For the last few months, I’ve been writing periodically to say we’re probably not going to have a recession, and that you shouldn’t read too much into potentially negative signals in stock prices or economic data. I write today to say not to read too much into a positive number. The economy continues to grow, but you shouldn’t necessarily expect that pace of growth to increase.
The positive number we got on Friday was 3.2 percent: The advance estimate of U.S. GDP growth for the first quarter. That’s an improvement from 2.2 percent growth in the fourth quarter of 2018.
But Ernie Tedeschi — one of the macroeconomists I’ve been going to periodically to pour cold water on recession fears — says not to get too excited about this number.
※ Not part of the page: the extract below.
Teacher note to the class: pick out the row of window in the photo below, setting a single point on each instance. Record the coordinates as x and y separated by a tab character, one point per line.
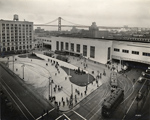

“We see this 3.2 percent GDP print, and that’s a great number, but when you kind of open the hood and look underneath, it looks like something more consistent with 1.5 percent or 2 percent growth,” Tedeschi said.
Why would that be? GDP is made up of several components. Some of them, like inventories and exports, change noisily from quarter to quarter in ways that don’t necessarily correspond to ongoing economic trends. Sometimes that can lead to a GDP number that looks more alarming than it really is; in this case, those non-core elements of GDP happened to perform especially well in the first quarter, leading to a number that could spark unwarranted optimism.
“We certainly don’t want to say this is at all indicative of a slowdown or a recession,” said Tedeschi. “It’s not.” But he noted that growth in the most core aspects of GDP— consumption and fixed investment — actually slowed down a little in the first quarter.
Ongoing growth in the 1.5 percent to 2 percent range is consistent with a hypothesis among macroeconomists: That fiscal stimulus from the 2017 tax bill spurred a temporary spike in economic growth, but that “sugar high” is over and growth will settle back into a less-robust but still-positive pace.
That is far from the worst possible outcome. Unemployment remains low and businesses continue to invest. The economy is likely to remain good enough for the president to brag about it through the 2020 election. But while the economy remains good, the numbers do not suggest it is becoming great.